Sebastian King, a Republican whose ran unsuccessfully for state Senate last November, said falsely that district leaders adopting mask mandates are not “following the science.” 

“The science is showing that children are not spreading the virus,” King said. “There hasn’t been one hospitalization from the Delta variant or the COVID virus for children.” These statements are untrue.

King’s statements demonstrate the extent to which mask-mandate opponents are spreading misinformation about the risks the more dangerous Delta variant of the virus poses to children. 

The Delta variant is currently the predominant strain of the virus in the United States. It’s wreaking havoc on the nation’s unvaccinated population, including children under age 12 who are not eligible to receive the vaccine.  

The American Academy of Pediatrics (AAP) recently reported that the last week of July saw the largest increase in pediatric COVID-19 cases since the start of the pandemic.   

“The data show 71,726 COVID cases in children reported last week, almost double the 38,654 reported in the previous week,” AAP President Lee Ann Savio Beers shared in an Aug. 5 letter to Acting Food and Drug Administration Commissioner Janet Woodcock. “Simply stated, the Delta variant has created a new and pressing risk to children and adolescents across this country, as it has also done for unvaccinated adults.” 

Another example of misinformation about mask-wearing was found in a letter to the Guilford County school board.  

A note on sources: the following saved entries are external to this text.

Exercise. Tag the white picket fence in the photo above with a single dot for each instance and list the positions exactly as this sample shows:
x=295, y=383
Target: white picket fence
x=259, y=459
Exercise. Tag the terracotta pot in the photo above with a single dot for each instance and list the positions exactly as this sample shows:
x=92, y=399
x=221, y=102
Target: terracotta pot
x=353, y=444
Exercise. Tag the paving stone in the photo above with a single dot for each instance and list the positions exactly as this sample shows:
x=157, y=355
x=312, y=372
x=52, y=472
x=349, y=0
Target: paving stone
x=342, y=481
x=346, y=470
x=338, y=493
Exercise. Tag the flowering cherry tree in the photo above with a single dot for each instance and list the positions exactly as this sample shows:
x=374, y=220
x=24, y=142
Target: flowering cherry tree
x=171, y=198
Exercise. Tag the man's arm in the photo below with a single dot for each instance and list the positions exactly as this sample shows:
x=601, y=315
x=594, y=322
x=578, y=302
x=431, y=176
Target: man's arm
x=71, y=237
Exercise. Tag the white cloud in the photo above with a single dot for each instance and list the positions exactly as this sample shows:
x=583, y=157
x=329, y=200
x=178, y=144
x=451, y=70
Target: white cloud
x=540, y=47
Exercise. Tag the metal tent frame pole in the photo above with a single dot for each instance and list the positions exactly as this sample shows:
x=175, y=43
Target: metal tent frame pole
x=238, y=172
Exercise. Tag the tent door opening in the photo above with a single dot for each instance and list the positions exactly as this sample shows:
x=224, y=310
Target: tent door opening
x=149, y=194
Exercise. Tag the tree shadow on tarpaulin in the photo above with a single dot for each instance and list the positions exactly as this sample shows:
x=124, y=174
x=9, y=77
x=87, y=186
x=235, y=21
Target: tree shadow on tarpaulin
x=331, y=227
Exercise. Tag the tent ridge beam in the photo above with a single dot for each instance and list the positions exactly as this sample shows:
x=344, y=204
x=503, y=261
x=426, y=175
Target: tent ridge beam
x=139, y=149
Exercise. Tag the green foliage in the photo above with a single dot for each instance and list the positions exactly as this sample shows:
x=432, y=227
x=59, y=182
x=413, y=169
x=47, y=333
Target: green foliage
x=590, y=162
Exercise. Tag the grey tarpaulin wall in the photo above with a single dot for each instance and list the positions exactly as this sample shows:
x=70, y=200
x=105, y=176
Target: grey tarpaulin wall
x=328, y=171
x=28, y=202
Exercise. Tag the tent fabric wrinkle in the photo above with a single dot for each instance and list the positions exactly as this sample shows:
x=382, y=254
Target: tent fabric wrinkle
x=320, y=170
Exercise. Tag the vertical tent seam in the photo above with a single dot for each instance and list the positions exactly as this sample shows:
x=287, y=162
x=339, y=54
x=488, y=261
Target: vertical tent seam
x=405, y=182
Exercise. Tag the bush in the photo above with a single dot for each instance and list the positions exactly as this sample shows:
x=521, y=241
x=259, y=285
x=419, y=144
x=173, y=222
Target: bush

“I have kindergartners and second grader and last year one of our children were [sic] one strep throat away from getting her tonsils removed due to the masks, that I washed every single night,” a parent wrote. 

A spokesperson for the NC Department of Health and Human Services said Group A strep pharyngitis is commonly spread through direct person-to-person transmission, meaning it typically occurs through saliva or nasal secretions from an infected person.  

“There is no evidence to support the notion that mask use can lead to strep,” the spokesperson said in an emailed response to a question from Policy Watch. “Reusable masks should be washed whenever they get dirty or at least daily. If you have a disposable face mask, throw it away after wearing it once. Always and wash your hands after handling or touching a used mask.” 

The spokesperson said more information on masks from NCDHHS can be found at: Face Coverings and Masks, as well as through the CDC: Your Guide to Masks 

A team of Duke University pediatricians recently discussed the benefits of masking in schools in an op-ed published in The New York Times. 

Kanecia Zimmerman and Danny Benjamin lead the ABC Science Collaborative at Duke that has partnered with UNC-Chapel Hill researchers to help school districts develop best practices to address the coronavirus pandemic.  

“If we send children to school without masks, we increase their risk of acquiring COVID-19. Some could suffer illness or die,” the doctors wrote. “If we close schools, millions of children will suffer learning loss, and many of them may suffer lifelong effects on their physical and mental health.” 

Despite the respected opinions of Benjamin and Zimmerman and other physicians, King said parents opposed to masks should continue to push back against mandates. 

“Opinions change,” King said. “I’m inviting them [parents] to continue to reach out to their elected officials and to continue to spread a message of ‘First in Freedom,’ which is what our state is all about.”